Unfortunately, for HA it means that the underlying subsystem, pyvera, is going to need some wool-pulling. And this gets to where pyvera has what I think is a big problem: the subscription service in pyvera relies entirely on sdata, so the majority of devices see only the data exposed by sdata (shortcodes), and not the full state of the device (which it could get from a status request). Pyvera does use status requests, but not as the subscription notice object target, and apparently HA in turn uses those “lesser” objects almost entirely, so HA probably doesn’t even really know what it’s missing. Of late, the door lock object in pyvera has been modified to address some of its shortcomings that could not be addressed by sdata alone, and there are rumblings around thermostats as I write this. But IMO, the problem extends to every object and should be approached as a subsystem-wide problem, not a per-object problem, and pyvera needs a big redo to use status requests rather than sdata, so it has a more complete picture of the device state to use in building more comprehensive and correct data representations of the Vera objects. The consequence of that may be breaking for pyvera’s clients, including HA, and from what I’ve seen, HA freely publishes breaking changes for its users, but takes a dim view of its dependent subsystems doing the same thing to it.

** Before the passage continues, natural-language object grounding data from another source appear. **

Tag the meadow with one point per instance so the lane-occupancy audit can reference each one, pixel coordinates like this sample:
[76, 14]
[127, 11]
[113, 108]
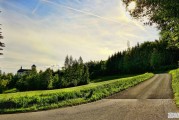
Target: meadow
[175, 85]
[48, 99]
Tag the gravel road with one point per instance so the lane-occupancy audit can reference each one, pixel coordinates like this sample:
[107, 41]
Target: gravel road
[150, 100]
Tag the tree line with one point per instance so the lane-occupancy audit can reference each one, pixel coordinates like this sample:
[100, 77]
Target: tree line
[145, 57]
[74, 73]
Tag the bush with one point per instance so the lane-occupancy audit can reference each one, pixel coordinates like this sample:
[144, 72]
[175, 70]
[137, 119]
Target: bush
[175, 85]
[38, 100]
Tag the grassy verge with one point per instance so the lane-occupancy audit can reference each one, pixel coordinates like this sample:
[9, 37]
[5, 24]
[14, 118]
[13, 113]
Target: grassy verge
[48, 99]
[175, 85]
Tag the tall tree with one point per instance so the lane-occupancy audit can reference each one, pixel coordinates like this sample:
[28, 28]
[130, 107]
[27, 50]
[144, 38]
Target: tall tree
[164, 13]
[1, 44]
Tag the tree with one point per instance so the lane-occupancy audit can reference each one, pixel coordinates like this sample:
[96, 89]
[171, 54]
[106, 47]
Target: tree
[155, 59]
[1, 44]
[164, 13]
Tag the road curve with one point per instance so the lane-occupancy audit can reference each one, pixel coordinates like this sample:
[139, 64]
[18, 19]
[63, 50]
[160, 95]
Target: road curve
[150, 100]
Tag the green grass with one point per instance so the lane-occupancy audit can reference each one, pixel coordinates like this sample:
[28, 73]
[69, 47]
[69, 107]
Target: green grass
[106, 78]
[48, 99]
[13, 90]
[175, 85]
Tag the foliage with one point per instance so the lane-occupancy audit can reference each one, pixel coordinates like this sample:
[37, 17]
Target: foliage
[164, 13]
[148, 56]
[47, 99]
[1, 44]
[175, 84]
[74, 73]
[3, 84]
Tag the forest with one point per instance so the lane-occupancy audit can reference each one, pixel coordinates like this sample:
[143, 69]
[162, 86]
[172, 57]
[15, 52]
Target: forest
[146, 57]
[160, 55]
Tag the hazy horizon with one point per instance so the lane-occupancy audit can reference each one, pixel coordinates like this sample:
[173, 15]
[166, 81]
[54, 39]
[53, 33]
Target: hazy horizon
[43, 32]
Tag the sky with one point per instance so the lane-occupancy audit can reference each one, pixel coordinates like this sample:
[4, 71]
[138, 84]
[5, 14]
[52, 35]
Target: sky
[44, 32]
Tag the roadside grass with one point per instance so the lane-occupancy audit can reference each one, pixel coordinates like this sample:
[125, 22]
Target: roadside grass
[112, 77]
[13, 90]
[175, 84]
[48, 99]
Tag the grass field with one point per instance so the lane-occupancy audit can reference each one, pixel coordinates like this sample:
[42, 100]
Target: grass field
[48, 99]
[175, 84]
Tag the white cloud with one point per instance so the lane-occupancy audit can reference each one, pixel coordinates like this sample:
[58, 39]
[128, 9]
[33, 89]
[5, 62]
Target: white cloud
[94, 34]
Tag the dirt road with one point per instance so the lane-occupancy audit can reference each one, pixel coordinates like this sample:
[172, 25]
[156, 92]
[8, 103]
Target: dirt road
[158, 87]
[150, 100]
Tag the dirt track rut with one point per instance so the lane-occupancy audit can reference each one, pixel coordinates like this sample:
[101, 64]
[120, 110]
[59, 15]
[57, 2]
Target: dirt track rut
[158, 87]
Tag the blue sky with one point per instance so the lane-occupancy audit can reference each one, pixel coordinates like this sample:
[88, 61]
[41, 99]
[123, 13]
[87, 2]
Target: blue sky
[43, 32]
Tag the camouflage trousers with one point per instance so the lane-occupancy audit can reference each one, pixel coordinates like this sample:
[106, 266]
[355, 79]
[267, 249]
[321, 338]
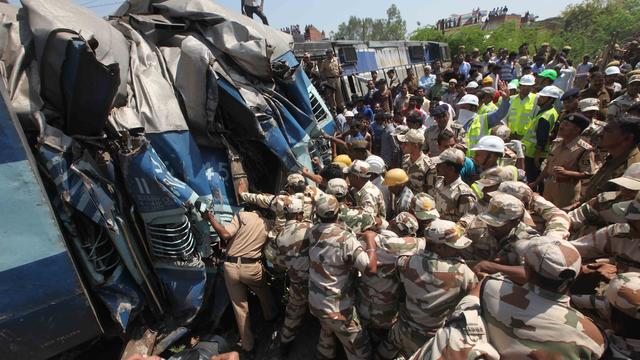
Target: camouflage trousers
[402, 338]
[297, 305]
[349, 332]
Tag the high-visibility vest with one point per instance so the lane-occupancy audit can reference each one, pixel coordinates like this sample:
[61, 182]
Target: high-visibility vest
[530, 141]
[479, 128]
[487, 108]
[521, 113]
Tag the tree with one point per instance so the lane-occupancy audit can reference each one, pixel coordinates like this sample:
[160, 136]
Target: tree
[365, 29]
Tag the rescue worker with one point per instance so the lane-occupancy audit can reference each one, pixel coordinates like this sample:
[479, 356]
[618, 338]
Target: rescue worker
[541, 214]
[619, 242]
[477, 125]
[434, 281]
[620, 138]
[423, 207]
[244, 239]
[531, 320]
[397, 182]
[454, 198]
[622, 103]
[440, 115]
[522, 107]
[333, 255]
[597, 212]
[536, 138]
[290, 251]
[570, 161]
[330, 71]
[421, 172]
[379, 294]
[365, 194]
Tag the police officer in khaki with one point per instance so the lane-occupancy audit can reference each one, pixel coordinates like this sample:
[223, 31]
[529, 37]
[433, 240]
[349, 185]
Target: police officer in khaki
[244, 238]
[330, 72]
[570, 161]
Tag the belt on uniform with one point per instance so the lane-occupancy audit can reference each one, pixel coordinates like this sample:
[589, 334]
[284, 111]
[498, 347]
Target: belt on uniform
[236, 259]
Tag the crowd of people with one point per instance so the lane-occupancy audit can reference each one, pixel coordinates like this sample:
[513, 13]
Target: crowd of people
[483, 210]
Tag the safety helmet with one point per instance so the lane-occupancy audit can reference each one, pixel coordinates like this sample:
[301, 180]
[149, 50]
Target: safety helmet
[490, 143]
[395, 177]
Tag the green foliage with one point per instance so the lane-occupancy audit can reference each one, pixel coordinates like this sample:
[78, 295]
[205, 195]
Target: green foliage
[588, 27]
[365, 29]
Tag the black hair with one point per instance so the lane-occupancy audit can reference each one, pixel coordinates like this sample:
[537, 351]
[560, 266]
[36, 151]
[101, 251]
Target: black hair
[332, 171]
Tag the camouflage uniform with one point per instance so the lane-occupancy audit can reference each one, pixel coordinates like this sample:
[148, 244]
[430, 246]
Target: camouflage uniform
[291, 249]
[463, 337]
[333, 257]
[433, 287]
[379, 294]
[530, 322]
[422, 173]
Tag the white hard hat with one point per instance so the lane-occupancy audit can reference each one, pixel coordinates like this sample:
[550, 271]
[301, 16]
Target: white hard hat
[376, 164]
[472, 85]
[490, 143]
[469, 99]
[612, 70]
[528, 80]
[551, 91]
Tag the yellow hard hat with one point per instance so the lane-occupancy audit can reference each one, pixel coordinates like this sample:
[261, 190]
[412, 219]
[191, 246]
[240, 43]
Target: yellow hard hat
[395, 177]
[342, 159]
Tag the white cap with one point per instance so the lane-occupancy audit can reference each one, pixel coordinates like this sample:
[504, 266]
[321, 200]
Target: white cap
[589, 104]
[630, 179]
[612, 70]
[469, 99]
[376, 164]
[472, 85]
[551, 91]
[490, 143]
[528, 80]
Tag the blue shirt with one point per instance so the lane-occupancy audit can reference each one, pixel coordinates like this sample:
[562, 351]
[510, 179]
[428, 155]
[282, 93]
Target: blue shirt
[468, 170]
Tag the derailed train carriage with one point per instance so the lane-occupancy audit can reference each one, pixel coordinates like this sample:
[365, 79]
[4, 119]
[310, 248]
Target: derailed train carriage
[110, 131]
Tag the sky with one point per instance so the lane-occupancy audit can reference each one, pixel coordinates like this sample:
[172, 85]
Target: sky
[327, 14]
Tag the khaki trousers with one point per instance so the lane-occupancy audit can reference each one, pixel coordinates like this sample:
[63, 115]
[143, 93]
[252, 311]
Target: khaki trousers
[238, 278]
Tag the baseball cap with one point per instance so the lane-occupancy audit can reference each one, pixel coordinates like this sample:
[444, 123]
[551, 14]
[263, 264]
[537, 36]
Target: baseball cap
[623, 293]
[502, 209]
[294, 179]
[359, 168]
[406, 222]
[497, 175]
[448, 233]
[327, 206]
[553, 258]
[414, 136]
[589, 104]
[549, 74]
[424, 207]
[468, 99]
[337, 187]
[451, 155]
[630, 179]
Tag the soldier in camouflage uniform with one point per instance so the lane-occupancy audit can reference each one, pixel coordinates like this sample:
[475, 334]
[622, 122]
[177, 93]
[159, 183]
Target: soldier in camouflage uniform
[504, 227]
[435, 281]
[421, 172]
[619, 242]
[365, 194]
[423, 207]
[539, 213]
[536, 320]
[290, 250]
[378, 295]
[454, 198]
[597, 212]
[334, 254]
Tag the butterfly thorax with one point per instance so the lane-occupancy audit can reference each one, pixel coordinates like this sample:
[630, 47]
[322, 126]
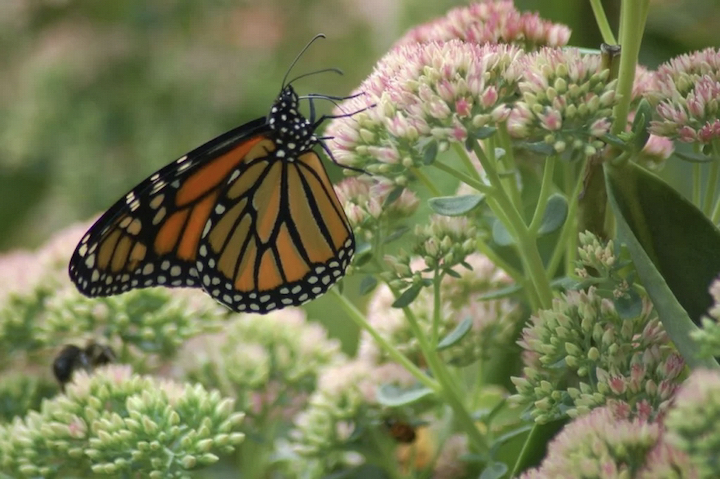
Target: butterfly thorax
[293, 133]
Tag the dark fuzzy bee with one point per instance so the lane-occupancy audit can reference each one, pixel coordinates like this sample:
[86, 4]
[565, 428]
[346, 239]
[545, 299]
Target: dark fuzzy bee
[72, 358]
[401, 431]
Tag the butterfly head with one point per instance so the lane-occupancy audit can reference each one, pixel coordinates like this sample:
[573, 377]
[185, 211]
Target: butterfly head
[290, 126]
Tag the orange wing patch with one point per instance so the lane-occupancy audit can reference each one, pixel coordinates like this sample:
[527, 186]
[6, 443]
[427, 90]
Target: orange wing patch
[210, 175]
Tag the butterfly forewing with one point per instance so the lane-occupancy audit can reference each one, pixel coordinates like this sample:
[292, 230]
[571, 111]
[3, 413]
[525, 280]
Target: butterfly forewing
[251, 217]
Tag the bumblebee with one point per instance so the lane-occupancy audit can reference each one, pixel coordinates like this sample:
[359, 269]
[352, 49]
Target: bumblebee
[402, 431]
[72, 358]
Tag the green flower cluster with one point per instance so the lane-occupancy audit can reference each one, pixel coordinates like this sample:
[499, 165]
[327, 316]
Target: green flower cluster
[119, 423]
[581, 354]
[693, 423]
[708, 336]
[269, 363]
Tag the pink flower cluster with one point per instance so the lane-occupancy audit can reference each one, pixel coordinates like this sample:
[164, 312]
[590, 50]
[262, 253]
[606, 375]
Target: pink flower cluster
[688, 93]
[439, 91]
[567, 101]
[491, 22]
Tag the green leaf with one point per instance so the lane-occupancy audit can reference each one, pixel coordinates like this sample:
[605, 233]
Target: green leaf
[554, 215]
[394, 195]
[367, 284]
[643, 115]
[501, 293]
[430, 152]
[494, 470]
[456, 334]
[455, 205]
[396, 234]
[629, 306]
[392, 396]
[408, 296]
[501, 235]
[363, 254]
[675, 249]
[540, 148]
[453, 273]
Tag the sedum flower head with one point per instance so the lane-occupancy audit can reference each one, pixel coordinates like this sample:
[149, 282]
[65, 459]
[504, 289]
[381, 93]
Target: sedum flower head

So, I view pyvera as a minimalist interface in HA’s use, and likely will be for a very long time. For this reason, I don’t view Vera+HA as anything more than a better, more convenient UI for the stuff that works, and I ignore the rest. There was a time I moved a lot of my automations there, but I’m now moving them back. Knowing what I now know, I don’t see the Vera+HA combination as a serious long-term strategy.